I'd try and talk with your DM again - unfortunately, she's being her own worst enemy if she won't accept outside assistance.

He requires an assessment from Adult services - your DM should also look into getting herself assessed as a carer.

The alcohol won't be helping - but, she's damned if she does and damned if she doesn't because either way your DM will get the backlash if she supplies it or not?

Does he have any extended family that can help?

paxillin Sun 24-Sep-17 17:10:57

I don’t think “forcing” an ill addict who at this point probably doesn’t have the mental capacity to understand to give up their addiction is going to do anything to help anyone.

The ill addict will always destroy his own life. The family's only choice is to allow him to or prevent him from destroying several others, too.

Sirzy Sun 24-Sep-17 17:12:37

And you really think that will help anyone? How exactly?

Birdsgottafly Sun 24-Sep-17 17:15:45

My DH had a brain tumor ad we had to live apart, eventually, because he was no longer safe around the children. I took them to see him and I took him on days out etc.

We had relatives that couldn't cope with the change in him and the possibility of him becoming aggressive, so would only see him when he was on a ward.

I totally understood and accepted that.

However, I felt that they could have given me more support in other ways.

I felt devastated when my eldest DD (16) said that she wanted to live elsewhere if I tried to bring my DH home, but in hindsight it was for the best. There had been violence towards me.

It is important that your Mum gets a break from him and is protected.

She does need to get respite Care, if you don't insist on this, you are doing her no favours. Unfortunately he will only get worse, but that might mean he has to live elsewhere.

Is she in touch with any support groups? Could she give him alcohol free wine?

paxillin Sun 24-Sep-17 17:17:16

Yes. The only thing to do with a wet alcoholic is leave. Immediately. No other cure unfortunately.

The alcoholic will eventually destroy themselves whatever and destroy all others if allowed. He will spiral downwards with his dementia even faster if he is drinking. He will end up either dead or in residential, secure care. The only question is how well will his wife be at that point.

FannyTheFlamingo Sun 24-Sep-17 17:17:39

@Miserylovescompany2 she has no family support at all. She's also in denial about how hard she's actually finding everything.

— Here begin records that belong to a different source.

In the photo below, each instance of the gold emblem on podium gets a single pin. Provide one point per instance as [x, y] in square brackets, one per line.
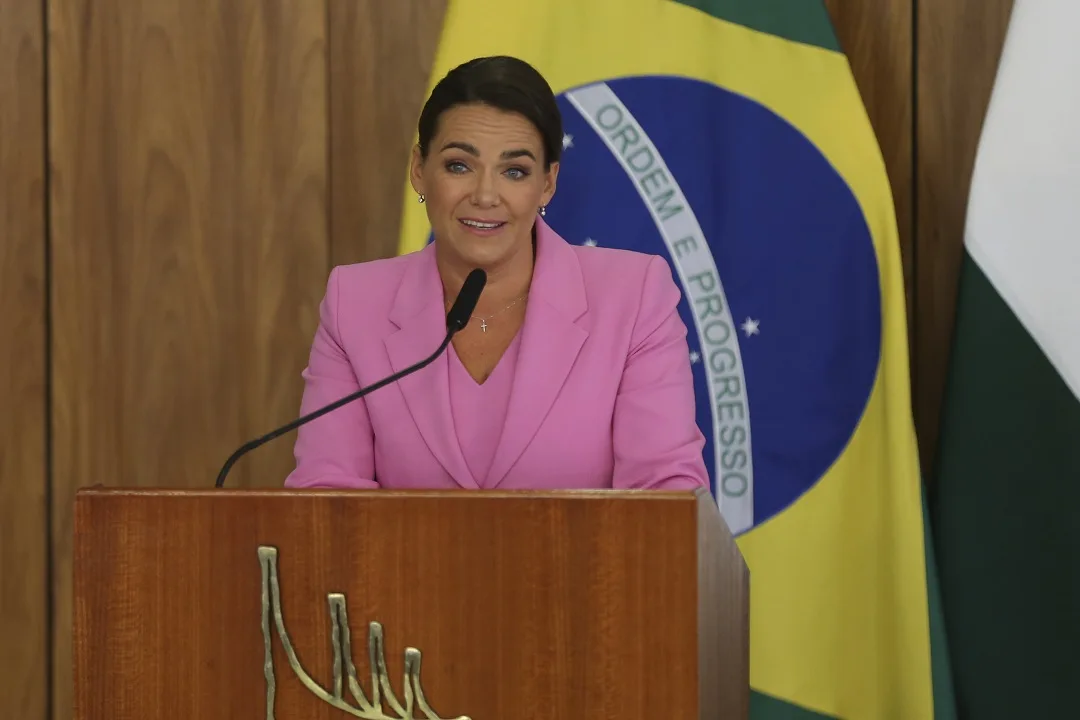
[345, 671]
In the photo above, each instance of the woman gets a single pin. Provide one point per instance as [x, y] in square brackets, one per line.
[574, 371]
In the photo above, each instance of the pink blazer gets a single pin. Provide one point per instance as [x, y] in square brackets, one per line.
[603, 395]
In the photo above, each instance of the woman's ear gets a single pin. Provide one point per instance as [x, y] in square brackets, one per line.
[416, 171]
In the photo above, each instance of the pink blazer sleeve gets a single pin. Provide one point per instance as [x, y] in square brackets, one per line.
[657, 440]
[337, 449]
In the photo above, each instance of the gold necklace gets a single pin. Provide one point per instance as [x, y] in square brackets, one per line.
[483, 321]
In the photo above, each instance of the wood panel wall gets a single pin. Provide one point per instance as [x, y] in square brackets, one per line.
[210, 160]
[24, 492]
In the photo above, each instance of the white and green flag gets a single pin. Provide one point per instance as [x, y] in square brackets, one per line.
[1007, 503]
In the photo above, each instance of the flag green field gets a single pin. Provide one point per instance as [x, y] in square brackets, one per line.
[734, 127]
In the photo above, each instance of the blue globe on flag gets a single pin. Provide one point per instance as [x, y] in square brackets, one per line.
[774, 258]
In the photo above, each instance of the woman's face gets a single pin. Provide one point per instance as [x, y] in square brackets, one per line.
[483, 182]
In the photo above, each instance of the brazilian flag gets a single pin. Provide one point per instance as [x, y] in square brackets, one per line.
[728, 136]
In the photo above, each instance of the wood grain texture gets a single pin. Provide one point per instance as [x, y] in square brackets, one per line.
[877, 38]
[189, 244]
[525, 606]
[960, 42]
[380, 55]
[24, 584]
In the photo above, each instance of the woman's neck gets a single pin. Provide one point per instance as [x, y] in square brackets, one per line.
[505, 283]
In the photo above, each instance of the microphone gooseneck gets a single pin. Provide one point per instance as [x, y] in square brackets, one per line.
[456, 320]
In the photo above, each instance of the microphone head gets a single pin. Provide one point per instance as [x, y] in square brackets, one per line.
[466, 302]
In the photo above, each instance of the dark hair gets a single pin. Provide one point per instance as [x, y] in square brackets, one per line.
[507, 83]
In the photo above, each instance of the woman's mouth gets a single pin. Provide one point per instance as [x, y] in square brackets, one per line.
[482, 227]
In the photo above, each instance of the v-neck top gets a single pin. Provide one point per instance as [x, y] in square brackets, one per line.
[480, 409]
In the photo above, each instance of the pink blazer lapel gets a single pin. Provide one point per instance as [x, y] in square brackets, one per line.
[418, 313]
[551, 340]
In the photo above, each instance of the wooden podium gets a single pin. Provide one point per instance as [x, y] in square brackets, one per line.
[285, 605]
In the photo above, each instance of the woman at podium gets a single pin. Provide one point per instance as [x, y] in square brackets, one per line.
[574, 369]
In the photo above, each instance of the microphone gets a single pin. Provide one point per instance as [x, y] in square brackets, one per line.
[456, 320]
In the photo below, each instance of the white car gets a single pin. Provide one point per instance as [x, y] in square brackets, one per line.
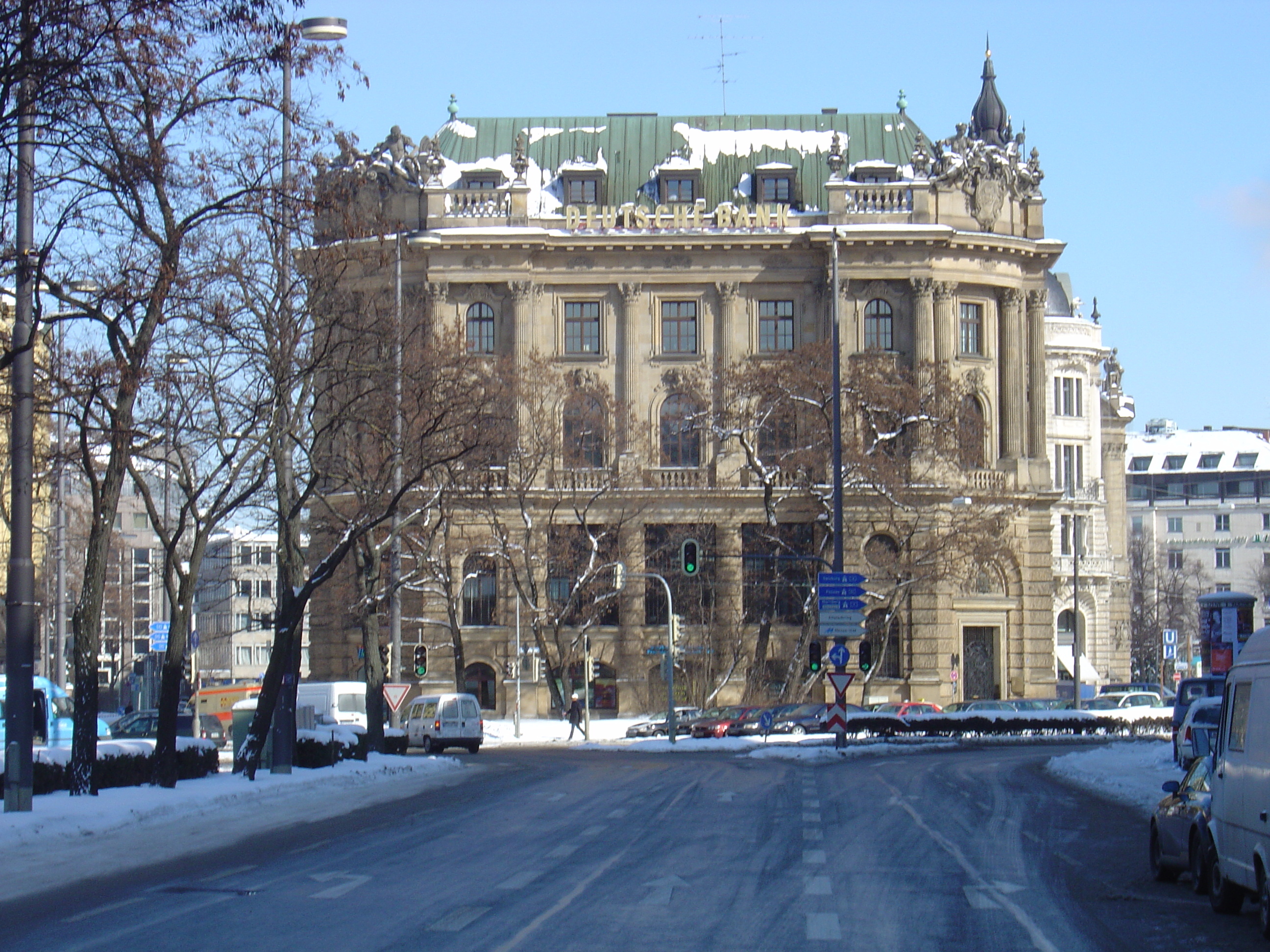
[440, 721]
[1196, 734]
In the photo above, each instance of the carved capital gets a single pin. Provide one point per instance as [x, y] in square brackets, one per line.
[1011, 297]
[522, 291]
[924, 287]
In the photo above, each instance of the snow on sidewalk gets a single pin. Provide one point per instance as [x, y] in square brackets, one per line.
[1129, 772]
[126, 828]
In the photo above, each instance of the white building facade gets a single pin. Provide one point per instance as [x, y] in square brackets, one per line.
[1086, 429]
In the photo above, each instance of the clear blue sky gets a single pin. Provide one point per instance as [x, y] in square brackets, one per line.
[1151, 119]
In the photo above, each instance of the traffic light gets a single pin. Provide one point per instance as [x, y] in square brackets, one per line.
[865, 654]
[690, 554]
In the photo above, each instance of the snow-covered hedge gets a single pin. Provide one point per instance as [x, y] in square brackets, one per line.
[123, 766]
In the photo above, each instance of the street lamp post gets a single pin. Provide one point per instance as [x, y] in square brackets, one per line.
[316, 28]
[21, 598]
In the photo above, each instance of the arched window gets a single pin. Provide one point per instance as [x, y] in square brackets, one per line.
[479, 680]
[681, 433]
[971, 433]
[878, 325]
[481, 591]
[481, 329]
[1066, 634]
[585, 434]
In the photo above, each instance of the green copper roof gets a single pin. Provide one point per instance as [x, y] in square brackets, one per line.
[726, 147]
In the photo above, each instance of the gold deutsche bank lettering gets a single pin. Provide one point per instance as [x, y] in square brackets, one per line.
[679, 217]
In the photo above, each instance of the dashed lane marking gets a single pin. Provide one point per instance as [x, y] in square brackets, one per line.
[459, 919]
[823, 926]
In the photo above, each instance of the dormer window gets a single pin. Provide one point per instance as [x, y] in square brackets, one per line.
[774, 185]
[482, 179]
[680, 187]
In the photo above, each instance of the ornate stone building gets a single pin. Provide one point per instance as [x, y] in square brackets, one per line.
[640, 249]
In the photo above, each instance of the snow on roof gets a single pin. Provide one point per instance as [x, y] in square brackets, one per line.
[1230, 447]
[462, 129]
[708, 145]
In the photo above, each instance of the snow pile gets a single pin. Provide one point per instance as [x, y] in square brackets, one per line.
[126, 828]
[1128, 772]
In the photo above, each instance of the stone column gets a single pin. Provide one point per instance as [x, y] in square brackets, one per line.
[924, 319]
[1037, 449]
[522, 319]
[628, 362]
[945, 322]
[1011, 368]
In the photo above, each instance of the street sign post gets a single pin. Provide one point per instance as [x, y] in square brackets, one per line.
[395, 695]
[159, 635]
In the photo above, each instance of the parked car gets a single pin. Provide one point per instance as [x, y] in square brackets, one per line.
[145, 724]
[718, 725]
[440, 721]
[907, 709]
[1196, 737]
[684, 717]
[1189, 690]
[1239, 855]
[1179, 828]
[962, 706]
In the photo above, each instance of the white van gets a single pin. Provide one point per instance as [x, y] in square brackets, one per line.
[440, 721]
[334, 701]
[1240, 851]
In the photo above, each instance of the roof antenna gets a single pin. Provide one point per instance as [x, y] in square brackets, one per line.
[722, 67]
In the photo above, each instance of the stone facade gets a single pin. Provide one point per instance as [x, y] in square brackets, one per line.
[734, 222]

I've spoken to her today and told her she needs to be honest about everything and she needs help getting him sober. She thinks that the wine is the only pleasure he has and that's why she doesn't want to take it away from him.

Birdsgottafly Sun 24-Sep-17 17:19:41

I didn't realise that she didn't have outside intervention.

She needs to get that in place.

If you feel that your Mum is in danger, then don't hesitate to contact her GP, or Adult Services, or the Police, if there is a threat of her being attacked.

I had to phone the Police on my DH several times, as tough as it is and it resulted in him being sectioned, it gets the ball rolling for a package of Care.

FannyTheFlamingo Sun 24-Sep-17 17:24:34

@Birdsgottafly would I be able to contact Adult Services on her behalf or is it something she would have to do?